Satisfied with the draw in a tough opening match of the World Championships, Indian chess wizard Viswanathan Anand said he felt relieved to have pulled off the result after a rather wobbly start against title-holder Magnus Carlsen.
"I was a bit wobbly for a few moves but then I got back on track, I am slightly relieved," the five-time world champion Indian said in the post-match conference.
Anand, who put pressure in the opening and then lost his way to find himself grappling in a slightly worse endgame, conceded that the position should have been an easy one to play.
"To be honest this position this should not require so much work, somehow some imperceptibly careless moves and then it started to get very annoying. I was down to three minutes or so, allowing his pawn to 'a4' didn't help but then I am very happy that I calculated this idea (rook manoeuvre)," the Indian ace noted.
Carlsen, on the other hand, agreed that it was a tentative start.
"It was a little bit tentative at the start, I think at some point neither of us was playing particularly confidently, but somehow I managed to get out of a slightly difficult position and I even was slightly better and then probably there was no way to win, it was a good start", the reigning champion observed.
Praising Anand for generating some nice ideas, Carlsen mentioned that he liked the Bishop manoeuvre when asked if he was expecting this variation.
"I wasn't sure what to expect but I thought this idea with Bishop 'h3' was nice and then it's not so easy, the key afterwards is that if I get to exchange queens even under bad circumstances, I should be holding easily.
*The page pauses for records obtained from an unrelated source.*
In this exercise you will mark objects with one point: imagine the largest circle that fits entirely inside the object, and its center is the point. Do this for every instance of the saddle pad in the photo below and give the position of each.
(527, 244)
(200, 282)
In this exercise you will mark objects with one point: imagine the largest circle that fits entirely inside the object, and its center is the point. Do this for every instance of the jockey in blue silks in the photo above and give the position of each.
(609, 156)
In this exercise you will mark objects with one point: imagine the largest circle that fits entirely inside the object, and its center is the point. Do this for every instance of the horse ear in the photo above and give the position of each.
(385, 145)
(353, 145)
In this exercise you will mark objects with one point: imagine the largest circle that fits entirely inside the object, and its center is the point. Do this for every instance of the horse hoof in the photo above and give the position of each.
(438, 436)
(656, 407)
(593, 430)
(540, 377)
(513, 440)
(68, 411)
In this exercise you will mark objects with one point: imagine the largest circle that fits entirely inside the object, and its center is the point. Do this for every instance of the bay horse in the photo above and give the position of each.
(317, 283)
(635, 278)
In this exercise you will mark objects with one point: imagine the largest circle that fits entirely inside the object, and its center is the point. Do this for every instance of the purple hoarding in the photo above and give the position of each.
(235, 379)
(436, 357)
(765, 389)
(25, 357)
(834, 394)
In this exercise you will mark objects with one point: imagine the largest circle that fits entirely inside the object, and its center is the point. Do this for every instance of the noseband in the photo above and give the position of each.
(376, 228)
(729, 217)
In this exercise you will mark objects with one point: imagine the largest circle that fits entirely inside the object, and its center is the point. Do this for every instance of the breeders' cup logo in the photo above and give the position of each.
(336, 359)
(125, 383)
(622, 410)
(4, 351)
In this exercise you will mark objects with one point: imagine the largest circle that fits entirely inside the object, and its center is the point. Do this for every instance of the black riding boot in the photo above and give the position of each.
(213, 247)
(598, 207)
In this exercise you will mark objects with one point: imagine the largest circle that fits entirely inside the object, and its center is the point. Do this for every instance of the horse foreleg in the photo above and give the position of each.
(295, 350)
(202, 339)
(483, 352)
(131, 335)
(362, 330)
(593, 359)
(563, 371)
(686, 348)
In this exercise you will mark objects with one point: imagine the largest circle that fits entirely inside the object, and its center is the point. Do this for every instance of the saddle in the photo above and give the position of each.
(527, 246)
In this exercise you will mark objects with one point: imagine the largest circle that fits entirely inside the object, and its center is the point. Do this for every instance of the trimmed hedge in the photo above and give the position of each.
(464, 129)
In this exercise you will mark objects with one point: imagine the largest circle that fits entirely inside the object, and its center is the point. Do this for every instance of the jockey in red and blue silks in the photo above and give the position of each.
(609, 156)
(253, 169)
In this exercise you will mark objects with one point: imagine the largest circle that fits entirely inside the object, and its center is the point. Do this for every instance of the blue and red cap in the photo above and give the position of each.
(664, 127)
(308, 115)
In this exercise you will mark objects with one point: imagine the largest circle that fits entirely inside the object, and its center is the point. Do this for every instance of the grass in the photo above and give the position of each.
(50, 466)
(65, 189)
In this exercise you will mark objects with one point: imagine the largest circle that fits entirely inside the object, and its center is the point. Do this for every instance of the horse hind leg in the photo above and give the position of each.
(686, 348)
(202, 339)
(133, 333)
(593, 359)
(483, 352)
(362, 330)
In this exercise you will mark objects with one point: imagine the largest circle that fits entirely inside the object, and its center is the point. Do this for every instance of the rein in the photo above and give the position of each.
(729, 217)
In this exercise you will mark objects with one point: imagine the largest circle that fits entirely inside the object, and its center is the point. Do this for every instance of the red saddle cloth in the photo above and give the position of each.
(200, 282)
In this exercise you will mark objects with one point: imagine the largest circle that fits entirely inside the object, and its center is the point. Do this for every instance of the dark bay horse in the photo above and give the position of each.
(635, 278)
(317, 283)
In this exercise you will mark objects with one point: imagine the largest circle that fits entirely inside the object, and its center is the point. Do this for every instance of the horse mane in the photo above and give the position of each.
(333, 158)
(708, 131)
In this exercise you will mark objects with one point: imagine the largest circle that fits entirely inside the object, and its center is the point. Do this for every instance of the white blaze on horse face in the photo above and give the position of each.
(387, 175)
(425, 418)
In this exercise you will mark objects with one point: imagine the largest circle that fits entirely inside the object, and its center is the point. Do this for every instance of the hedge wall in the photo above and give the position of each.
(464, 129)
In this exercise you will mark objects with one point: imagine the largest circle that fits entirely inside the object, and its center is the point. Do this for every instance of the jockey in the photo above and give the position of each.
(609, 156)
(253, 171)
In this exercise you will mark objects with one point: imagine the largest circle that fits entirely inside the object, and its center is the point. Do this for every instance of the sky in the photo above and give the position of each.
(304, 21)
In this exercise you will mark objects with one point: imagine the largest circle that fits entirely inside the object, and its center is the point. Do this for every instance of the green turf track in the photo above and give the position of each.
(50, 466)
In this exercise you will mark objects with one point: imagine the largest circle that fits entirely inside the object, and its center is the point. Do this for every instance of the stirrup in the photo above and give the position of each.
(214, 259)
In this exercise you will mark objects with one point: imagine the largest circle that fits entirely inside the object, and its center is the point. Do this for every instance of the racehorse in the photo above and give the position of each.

I was not playing for advantage but I just wanted to consolidate, certainly this opening needs to be checked," he said.
There was wide speculation on the Internet and Grandmaster Teimour Radjabov also said that Anand mixed up his moves in the opening. Replying to the query, Anand was tongue-in-cheek.
"I cannot really get in to details.. No, I did not mix up my moves".
When asked if the last match had any bearings on this one, Anand said, "I don't see the point of keeping that in the background. There will be enough problems in this match to deal with without adding that, so at least that's not something I am trying to reflect on."
Carlsen agreed with his senior on the matter.
"What happened in the last match is in the past, I agree with Vishy that there are going to be plenty of difficult and critical moments in the match, no point in dwelling in the past," he said.
Carlsen also said he was optimistic during the match but did not see a clear path.
"I was getting a little bit optimistic at some point when he found this idea with rook and queen. I thought I had some chances to press, I tried my best but I could not find anything. It's a game, I am not disappointed at all," he said.
The second game of the 12-games match will be played on Sunday afternoon with Carlsen having the advantage of white pieces.